A Polícia Federal (PF), em um inquérito enviado ao Supremo Tribunal Federal (STF), revelou que as joias sauditas, vendidas ilegalmente por auxiliares de Jair Bolsonaro, foram incorporadas ao patrimônio do ex-presidente. A investigação concluiu que Bolsonaro tinha conhecimento do leilão para vender os itens.

De acordo com a PF, os conjuntos de joias milionárias, presentes do governo saudita ao governo brasileiro durante a gestão de Bolsonaro, deveriam ter sido incorporados ao patrimônio do Estado. Contudo, foram desviados para o patrimônio pessoal do ex-presidente.

Joias sauditas do inquérito contra ex-presidente
Foto: Reprodução

O inquérito levou ao indiciamento de Bolsonaro por peculato, associação criminosa e lavagem de dinheiro. Agora, cabe à Procuradoria-Geral da República (PGR) decidir se há elementos suficientes para oferecer denúncia ao STF.

Principais conclusões

O relatório da Polícia Federal, com mais de duas mil páginas, apontou sobretudo:

  • Recebimento de dinheiro: Bolsonaro recebeu dinheiro proveniente da venda das joias desviadas.
  • Uso do dinheiro: Parte desse dinheiro pode ter sido usada para gastos nos Estados Unidos.
  • Instruções para negociar: Bolsonaro instruiu seus auxiliares a negociar as joias.
  • Conhecimento do leilão: O ex-presidente estava ciente do leilão das joias.

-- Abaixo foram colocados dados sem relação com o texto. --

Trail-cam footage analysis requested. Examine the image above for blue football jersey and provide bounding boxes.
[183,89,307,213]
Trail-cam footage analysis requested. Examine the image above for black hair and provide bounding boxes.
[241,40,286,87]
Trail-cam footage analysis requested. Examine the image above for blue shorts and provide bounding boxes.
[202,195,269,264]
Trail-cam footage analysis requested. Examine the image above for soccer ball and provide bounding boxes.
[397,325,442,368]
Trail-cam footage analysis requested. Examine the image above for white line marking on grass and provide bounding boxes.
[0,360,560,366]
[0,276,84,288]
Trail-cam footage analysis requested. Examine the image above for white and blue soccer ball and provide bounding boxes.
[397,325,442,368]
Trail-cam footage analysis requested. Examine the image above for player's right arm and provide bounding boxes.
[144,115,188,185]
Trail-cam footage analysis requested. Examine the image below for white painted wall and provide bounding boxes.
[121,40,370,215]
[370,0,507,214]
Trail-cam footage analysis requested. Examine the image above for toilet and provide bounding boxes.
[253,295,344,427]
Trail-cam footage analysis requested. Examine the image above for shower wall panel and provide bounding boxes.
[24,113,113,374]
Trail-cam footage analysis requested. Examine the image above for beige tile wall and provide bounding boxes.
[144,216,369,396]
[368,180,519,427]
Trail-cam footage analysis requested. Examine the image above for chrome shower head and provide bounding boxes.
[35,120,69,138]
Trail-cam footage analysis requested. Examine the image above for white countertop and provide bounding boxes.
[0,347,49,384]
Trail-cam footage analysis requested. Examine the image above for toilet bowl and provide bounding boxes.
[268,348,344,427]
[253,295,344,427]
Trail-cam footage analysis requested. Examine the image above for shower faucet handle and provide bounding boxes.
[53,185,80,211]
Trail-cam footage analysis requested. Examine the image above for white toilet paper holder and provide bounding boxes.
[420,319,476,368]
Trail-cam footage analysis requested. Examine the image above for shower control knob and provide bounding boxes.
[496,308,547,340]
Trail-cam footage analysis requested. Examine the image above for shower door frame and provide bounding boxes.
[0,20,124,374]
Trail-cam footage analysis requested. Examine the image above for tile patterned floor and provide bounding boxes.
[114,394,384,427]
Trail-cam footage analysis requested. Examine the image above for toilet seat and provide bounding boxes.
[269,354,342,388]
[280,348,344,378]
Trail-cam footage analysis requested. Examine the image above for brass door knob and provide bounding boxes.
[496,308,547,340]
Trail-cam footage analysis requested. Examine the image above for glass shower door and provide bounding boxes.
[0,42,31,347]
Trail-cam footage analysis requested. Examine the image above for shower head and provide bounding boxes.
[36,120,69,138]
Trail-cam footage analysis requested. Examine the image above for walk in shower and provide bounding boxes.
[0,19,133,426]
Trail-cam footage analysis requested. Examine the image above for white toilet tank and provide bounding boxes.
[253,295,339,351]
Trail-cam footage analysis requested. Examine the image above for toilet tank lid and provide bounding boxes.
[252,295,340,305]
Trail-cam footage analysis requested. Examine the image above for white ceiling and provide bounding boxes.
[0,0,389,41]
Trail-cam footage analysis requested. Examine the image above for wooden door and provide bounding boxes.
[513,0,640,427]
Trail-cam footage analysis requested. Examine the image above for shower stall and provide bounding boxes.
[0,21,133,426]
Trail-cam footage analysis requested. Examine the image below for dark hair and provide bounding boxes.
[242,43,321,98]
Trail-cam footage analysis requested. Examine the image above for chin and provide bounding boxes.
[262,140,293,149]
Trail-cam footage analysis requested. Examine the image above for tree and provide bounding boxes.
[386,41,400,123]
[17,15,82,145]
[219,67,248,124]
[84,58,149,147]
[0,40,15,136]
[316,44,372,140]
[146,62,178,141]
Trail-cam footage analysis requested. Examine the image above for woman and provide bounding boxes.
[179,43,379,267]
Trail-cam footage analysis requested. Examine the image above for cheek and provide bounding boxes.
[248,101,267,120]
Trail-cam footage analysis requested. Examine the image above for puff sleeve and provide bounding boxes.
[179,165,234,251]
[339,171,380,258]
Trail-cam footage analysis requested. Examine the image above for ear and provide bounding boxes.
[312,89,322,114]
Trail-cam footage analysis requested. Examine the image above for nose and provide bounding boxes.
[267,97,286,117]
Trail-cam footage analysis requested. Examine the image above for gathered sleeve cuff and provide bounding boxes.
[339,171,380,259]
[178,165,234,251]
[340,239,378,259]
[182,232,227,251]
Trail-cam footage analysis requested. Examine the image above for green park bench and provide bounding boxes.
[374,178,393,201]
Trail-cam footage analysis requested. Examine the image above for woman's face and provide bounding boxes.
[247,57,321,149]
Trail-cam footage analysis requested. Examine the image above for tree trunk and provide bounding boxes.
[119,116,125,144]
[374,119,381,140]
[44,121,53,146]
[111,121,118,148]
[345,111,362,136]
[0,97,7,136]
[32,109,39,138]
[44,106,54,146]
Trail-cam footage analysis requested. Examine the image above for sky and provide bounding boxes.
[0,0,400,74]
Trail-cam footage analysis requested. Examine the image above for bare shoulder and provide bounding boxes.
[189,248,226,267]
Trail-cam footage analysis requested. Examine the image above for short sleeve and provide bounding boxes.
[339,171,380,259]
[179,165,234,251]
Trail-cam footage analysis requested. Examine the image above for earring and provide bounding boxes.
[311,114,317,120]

No relatório ao STF, a PF detalha que os valores obtidos com as vendas das joias eram convertidos em dinheiro em espécie, evitando o sistema bancário formal. O objetivo era ocultar a origem e a propriedade dos valores, que ingressavam no patrimônio pessoal de Bolsonaro. A PF suspeita que esses recursos foram utilizados por Bolsonaro e sua família durante sua estadia nos Estados Unidos, de dezembro de 2022 a março de 2023.

“A utilização de dinheiro em espécie para pagamento de despesas cotidianas é uma das formas mais usuais para reintegrar o ‘dinheiro sujo’ à economia formal, com aparência lícita”, explicou a PF.

Ordens diretas

Depoimentos de Mauro Cid, ex-ajudante de ordens de Bolsonaro, e Osmar Crivelatti, ex-auxiliar, confirmam que as ordens para vender as joias partiram diretamente do ex-presidente. Itens como esculturas douradas de um barco e uma palmeira, presentes de autoridades estrangeiras, foram intencionalmente desviados para venda ilegal nos Estados Unidos.

“As declarações prestadas por Osmar Crivelatti, Mauro Cesar Lourena Cid e pelo colaborador Mauro Cesar Barbosa Cid corroboram os demais elementos de prova colhidos, demonstrando, de forma inequívoca, que as esculturas douradas de um barco e uma palmeira, presentes entregues por autoridades estrangeiras ao ex-presidente da República Jair Bolsonaro, foram intencionalmente subtraídas do acervo público brasileiro por determinação do ex-presidente para serem vendidas ilegalmente nos Estados Unidos”, descreve o relatório da PF.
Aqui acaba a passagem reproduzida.